Magno Borges/Agência Mural

Por: Victória Ramos

Notícia

Publicado em 29.07.2025 | 15:25 | Alterado em 29.07.2025 | 15:25

Tempo de leitura: 4 min(s)

A estudante Lívia Bergstron, 18, começou a procurar estágio, mas esbarra em uma barreira enfrentada por muitos alunos que vivem na zona leste de São Paulo: a distância. Moradora do Itaim Paulista, ela está no primeiro semestre de publicidade e propaganda em uma universidade particular e tem sido difícil encontrar oportunidades.

Ela calcula que já enviou cerca de sete currículos para vagas alinhadas ao curso e ao nível de experiência. Apenas um resultou em entrevista.

“Grande parte dos estágios que encontro fica a 40 minutos ou até mais de uma hora da minha casa”, conta.

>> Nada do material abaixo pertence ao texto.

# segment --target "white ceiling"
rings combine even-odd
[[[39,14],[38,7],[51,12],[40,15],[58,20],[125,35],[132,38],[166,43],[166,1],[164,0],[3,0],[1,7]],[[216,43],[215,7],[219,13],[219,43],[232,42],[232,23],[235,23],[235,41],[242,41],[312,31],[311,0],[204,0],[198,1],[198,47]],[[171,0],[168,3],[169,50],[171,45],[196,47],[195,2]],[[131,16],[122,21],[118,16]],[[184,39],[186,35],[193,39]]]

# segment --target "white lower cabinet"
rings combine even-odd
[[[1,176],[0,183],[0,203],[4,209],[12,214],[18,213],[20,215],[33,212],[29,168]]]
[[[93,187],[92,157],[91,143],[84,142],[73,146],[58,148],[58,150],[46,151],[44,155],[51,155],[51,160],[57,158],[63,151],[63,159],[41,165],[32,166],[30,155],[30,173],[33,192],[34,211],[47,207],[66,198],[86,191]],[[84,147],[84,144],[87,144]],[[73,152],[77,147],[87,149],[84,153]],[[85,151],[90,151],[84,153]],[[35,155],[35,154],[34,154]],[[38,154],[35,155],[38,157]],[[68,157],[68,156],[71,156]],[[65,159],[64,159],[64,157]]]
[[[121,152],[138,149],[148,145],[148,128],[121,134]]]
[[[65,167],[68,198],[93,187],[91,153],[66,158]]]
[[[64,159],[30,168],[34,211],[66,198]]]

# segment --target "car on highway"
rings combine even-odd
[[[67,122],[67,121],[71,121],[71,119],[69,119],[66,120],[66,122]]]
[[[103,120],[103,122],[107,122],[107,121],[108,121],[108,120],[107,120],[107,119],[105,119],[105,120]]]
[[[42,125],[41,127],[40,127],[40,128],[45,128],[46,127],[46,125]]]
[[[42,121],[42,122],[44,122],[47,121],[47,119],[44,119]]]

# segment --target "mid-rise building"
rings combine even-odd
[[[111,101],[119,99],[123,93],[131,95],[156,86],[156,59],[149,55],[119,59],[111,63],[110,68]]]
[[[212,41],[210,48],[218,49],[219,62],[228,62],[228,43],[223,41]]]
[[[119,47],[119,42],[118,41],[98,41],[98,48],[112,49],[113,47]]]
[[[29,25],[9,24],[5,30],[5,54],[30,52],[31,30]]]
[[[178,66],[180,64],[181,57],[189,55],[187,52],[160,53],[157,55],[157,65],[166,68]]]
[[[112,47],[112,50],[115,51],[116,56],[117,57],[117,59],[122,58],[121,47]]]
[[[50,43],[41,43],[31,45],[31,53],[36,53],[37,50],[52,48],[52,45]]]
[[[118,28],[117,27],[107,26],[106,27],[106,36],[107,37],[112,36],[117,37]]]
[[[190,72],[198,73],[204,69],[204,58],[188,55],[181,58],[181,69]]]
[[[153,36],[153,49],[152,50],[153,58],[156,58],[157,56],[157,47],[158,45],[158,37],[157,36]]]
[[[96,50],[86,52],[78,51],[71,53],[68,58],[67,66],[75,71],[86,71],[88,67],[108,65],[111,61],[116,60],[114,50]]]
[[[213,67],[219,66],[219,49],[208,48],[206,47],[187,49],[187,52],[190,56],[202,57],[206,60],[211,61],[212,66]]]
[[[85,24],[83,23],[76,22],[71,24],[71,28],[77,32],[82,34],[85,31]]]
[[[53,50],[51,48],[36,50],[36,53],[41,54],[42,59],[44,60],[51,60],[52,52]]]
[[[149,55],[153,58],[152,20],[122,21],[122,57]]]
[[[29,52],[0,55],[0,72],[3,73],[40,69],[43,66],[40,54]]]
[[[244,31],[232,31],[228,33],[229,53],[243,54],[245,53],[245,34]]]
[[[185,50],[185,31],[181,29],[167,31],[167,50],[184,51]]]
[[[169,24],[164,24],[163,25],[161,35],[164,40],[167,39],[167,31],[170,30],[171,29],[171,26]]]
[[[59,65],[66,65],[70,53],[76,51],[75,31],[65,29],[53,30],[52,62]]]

Lívia estuda à noite e enfrenta rotinas cansativas para conciliar os estudos com possíveis oportunidades de trabalho. Ao retornar para casa sozinha, já chegou a esperar mais de uma hora por transporte no ponto.

Muitas vezes, nem chega a se inscrever em vagas mais distantes. “Para não ficar remoendo a dificuldade de chegar e voltar, prefiro deixar para lá.”

Livia tem buscado vagas em diferentes regiões de São Paulo @Arquivo Pessoal

O Itaim Paulista, último distrito da zona leste de São Paulo, está a cerca de 28 km do centro da capital.

Com mais de 300 mil habitantes, o bairro enfrenta escassez de grandes empresas e polos comerciais. Segundo o Mapa da Desigualdade 2025, a região conta com 1,06 vaga para cada 10 moradores em idade ativa – na Barra Funda, por exemplo, esse índice é de 70 vagas.

O trajeto pode levar mais de uma hora e meia de transporte público, o que impacta diretamente o acesso dos jovens da região a estágios e empregos formais – também segundo o Mapa da Desigualdade, o distrito é o quarto em que os moradores gastam mais tempo no transporte público.

Mesmo com os obstáculos, Lívia continua atenta às oportunidades, ciente de que muitas das vagas com melhores salários costumam estar em regiões como a zona sul ou o centro da cidade, onde há maior concentração de empresas e centros comerciais.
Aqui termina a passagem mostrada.